— Если я встану, чтобы проводить вас в камеру, сами увидите, как я жажду затащить вас к себе! Борис! — крикнул он.
Слуга немедленно вылетел из кухни и ловко поймал кольцо с ключами, брошенное капитаном.
— В последний раз говорю: иди к себе, пока я еще позволяю. Там ты будешь в безопасности, даже от меня.
Она пролетела мимо Бориса, которому пришлось бежать, чтобы догнать ее: слишком хорошо Алана поняла смысл угрозы.
Она мигом домчалась до камеры, но не вошла туда, а сначала проверила, заперта ли дверь в конце коридора. Оказалось, что заперта. Алана вернулась и откинула занавесь, чтобы ступить в камеру. При этом она ни слова не сказала терпеливо ожидавшему Борису. И поежилась, услышав скрип ключа в замке.
Постель была аккуратно застлана, в углу стояла жаровня поменьше, распространяя приятное тепло. Как мило! Уютная тюрьма!
Алана саркастически усмехнулась и устало бросилась на постель, слишком измученная, чтобы думать о будущем. Она не сомневалась, что мгновенно уснет. Несмотря на...
Алана с трудом встала. Пусть капитан не боится за ее жизнь, но страх постоянно с ней. Потому что кто-то много лет назад задумал ее убить и теперь не отступится от своего намерения. А это делало ее уязвимой.

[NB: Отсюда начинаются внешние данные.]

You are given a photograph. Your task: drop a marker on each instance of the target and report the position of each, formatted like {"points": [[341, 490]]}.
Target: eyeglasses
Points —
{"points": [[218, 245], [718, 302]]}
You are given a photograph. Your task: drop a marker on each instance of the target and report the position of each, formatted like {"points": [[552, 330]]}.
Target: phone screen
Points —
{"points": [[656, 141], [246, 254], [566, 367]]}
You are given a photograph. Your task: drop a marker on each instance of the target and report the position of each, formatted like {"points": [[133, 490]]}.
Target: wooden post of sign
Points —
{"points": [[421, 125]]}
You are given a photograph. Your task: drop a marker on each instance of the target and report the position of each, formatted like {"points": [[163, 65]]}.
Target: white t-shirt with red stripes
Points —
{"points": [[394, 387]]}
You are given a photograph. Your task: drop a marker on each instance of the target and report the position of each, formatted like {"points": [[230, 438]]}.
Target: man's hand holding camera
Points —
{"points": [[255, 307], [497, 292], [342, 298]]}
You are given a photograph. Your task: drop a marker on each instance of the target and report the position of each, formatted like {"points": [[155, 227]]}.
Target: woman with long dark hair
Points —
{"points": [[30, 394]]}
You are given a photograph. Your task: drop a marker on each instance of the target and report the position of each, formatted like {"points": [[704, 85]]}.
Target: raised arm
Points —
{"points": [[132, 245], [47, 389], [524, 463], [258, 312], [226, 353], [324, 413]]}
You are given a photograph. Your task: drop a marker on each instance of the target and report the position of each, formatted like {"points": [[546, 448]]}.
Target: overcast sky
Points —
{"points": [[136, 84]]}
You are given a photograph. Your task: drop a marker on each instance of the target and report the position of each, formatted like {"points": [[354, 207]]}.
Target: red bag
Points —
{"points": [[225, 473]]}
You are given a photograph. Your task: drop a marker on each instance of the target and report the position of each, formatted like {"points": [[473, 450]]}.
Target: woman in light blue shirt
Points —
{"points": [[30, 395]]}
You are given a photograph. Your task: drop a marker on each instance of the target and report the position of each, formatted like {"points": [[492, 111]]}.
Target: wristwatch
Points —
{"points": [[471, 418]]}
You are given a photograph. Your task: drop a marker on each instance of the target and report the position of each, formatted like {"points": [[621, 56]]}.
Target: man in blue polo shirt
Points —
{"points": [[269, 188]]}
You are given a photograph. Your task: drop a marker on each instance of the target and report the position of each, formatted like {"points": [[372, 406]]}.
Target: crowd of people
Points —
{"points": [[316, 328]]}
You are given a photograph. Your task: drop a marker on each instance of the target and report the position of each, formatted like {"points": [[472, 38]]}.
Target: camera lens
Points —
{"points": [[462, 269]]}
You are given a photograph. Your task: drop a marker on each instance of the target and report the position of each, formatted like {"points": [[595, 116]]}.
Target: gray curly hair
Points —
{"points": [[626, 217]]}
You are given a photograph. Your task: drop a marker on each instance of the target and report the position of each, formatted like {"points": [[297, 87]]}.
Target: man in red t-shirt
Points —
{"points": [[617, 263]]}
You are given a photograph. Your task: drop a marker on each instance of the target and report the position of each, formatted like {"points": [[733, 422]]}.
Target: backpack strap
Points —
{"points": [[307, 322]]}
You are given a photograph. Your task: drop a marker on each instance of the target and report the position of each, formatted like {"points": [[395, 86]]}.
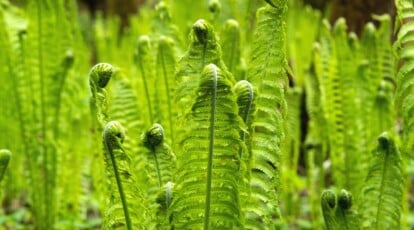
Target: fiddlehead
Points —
{"points": [[99, 76], [5, 156], [125, 196], [206, 188], [162, 159], [204, 48], [267, 74], [405, 75], [384, 184], [230, 43]]}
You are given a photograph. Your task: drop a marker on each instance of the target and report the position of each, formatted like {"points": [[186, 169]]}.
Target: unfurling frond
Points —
{"points": [[5, 156], [382, 196], [206, 191], [99, 77], [161, 159], [338, 212], [125, 198]]}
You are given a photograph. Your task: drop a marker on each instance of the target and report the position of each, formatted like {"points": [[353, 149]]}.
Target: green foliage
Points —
{"points": [[384, 187], [210, 199], [5, 156], [405, 72], [337, 210], [266, 73], [268, 107]]}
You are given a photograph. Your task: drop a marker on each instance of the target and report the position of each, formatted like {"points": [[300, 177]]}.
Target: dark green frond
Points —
{"points": [[161, 160], [125, 199], [5, 156], [267, 74], [230, 43], [382, 195], [204, 49], [206, 191]]}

Она оглядела комнату в поисках того, что можно было использовать, как оружие. Может, стул? Но он слишком крепкий. И попытка разбить его, чтобы вооружиться ножкой, может наделать много шума. А вот столик довольно хлипкий.
Она попробовала расшатать ножки, и одна поддалась. Алана пнула ее ногой несколько раз и вырвала из гнезда.
Что же, ножка может послужить дубинкой. Ненадежное оружие, но Алана сунула ее под одеяло.
Только бы не уснуть слишком крепко! Тогда она не услышит приближения убийцы! Оставалось надеяться, что она не совершила глупости, отказавшись от предложения Кристофа провести ночь в его постели.
Но, вспомнив, как наслаждалась его поцелуями, поняла, что и здесь не находится в безопасности от этого человека...
Фредерик опустился на колени между двумя надгробьями: большим серым и маленьким белым камнями. Снег уже не шел, но успел промочить штаны на коленях. Однако Фредерик ничего не замечал: слишком сильна была боль в груди. Обе умерли слишком рано. Мать и ребенок. Жена и дочь. Его жена и дочь.
Эвелине было только двадцать, когда он сделал ее своей королевой. Родила она в двадцать один год. И истекала кровью в тот момент, когда он покинул Лубинию: роды были нелегкими. Доктора обо всем знали. Но она не позволила сказать мужу. Его встреча с австрийцами играла важную роль в будущем страны, потому что требовалось возобновить их альянс. Эвелина думала, что ко времени его возвращения она поправится. Но ко времени его возвращения она была мертва. И в своей скорби по усопшей жене он едва не потерял Алану. А потом действительно потерял, потому что слушался своих советников, а не сердца.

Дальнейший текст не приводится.